# The 16 Best DAW Software Apps In The World Today



## Steadfastly (Nov 14, 2008)

Well, they are at least the 16 most popular as stated. Which ones have you used or would like to try? What's your experience with them?

http://www.musicradar.com/tuition/tech/the-16-best-daw-software-apps-in-the-world-today-238905/16


----------



## ronmac (Sep 22, 2006)

"Popular" and "Best" are not interchangeable descriptors 

Popular is going to vary based on who is doing the asking, and their audience demographic.

Best can never be answered because familiarity and workflow requirements will heavily sway opinions.

Carry on...


----------



## Steadfastly (Nov 14, 2008)

If you read the introduction, you'll understand why they did this the way they did but you are right about "best" and "most popular".


----------



## ezcomes (Jul 28, 2008)

i've used Reaper and Garageband...and tinkered a bit in Cubase...i prefer Reaper to GB...and i'm told that if i'd do more than tinker in Cubase i would like it more...


----------



## jtienhaara (Dec 4, 2013)

I haven't used Fruity Loops since long before it was a DAW (10-15 years ago), but I've always found those beat-making apps to be similar to the old Amiga Mod Tracker apps in presentation / style and (to me) confusing, button- and radio-box-oriented user interfaces.

MuTools MuLab, Acoustica MixCraft Pro Studio, Presonus Studio One - never heard of 'em.

Sony Acid - another beat tracker, though I always liked the "American" user interface style of Sony Acid and Vegas. They always felt like familiar UIs to me, the stretching and moving felt natural for my preferences, unlike the German DAWs.
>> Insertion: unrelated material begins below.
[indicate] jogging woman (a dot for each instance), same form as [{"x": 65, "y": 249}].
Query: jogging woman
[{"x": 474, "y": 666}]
I suspect I'm still in the minority, there was a lot of sneering at Sony Vegas when I was becoming comfortable with it.

Magix Samplitude, Steinberg Cubase, Apple Logic Pro, Cakewalk Sonar, Pro Tools, and others not mentioned (Steinberg Nuendo, Ardour) - all from the "German style" of DAW, which I find terribly clunky, menu-driven, and difficult to do simple things. Why do I have to right-click and go through nested pop up menus just to copy a chunk of audio to a standalone WAV file? I never "got" any of these apps, even though I used Nuendo and Samplitude for years, and made a decent effort at the others.

CreamWare SCOPE - not mentioned, but still my favourite UI for recording. It's wired like a studio. (Logic has/had something similar, but it involved many more steps to wire things up, it wasn't as simple or intuitive to me.)


----------



## Brennan (Apr 9, 2008)

The pros I know all use Pro Tools. 
Personally, I've been using Adobe Audition for years. It's not the best or the worst, but I know it well and it works for me.


----------



## mrmatt1972 (Apr 3, 2008)

I got Ableton with my interface but never bothered with it because I have reaper. Maybe I'll fool around with it. If it has drum software built in that would be. Plus for me.


----------



## Robboman (Oct 14, 2006)

#5 Presonus Studio One. Great software, not bloated or gimmicky. I'm not surprised it's out in front of Cubase and Sonar even though it's only been around a few years.


----------



## neldom (Apr 29, 2009)

I use Presonus Studio One, affordable and straight forward, both of which are high on my priority list.


----------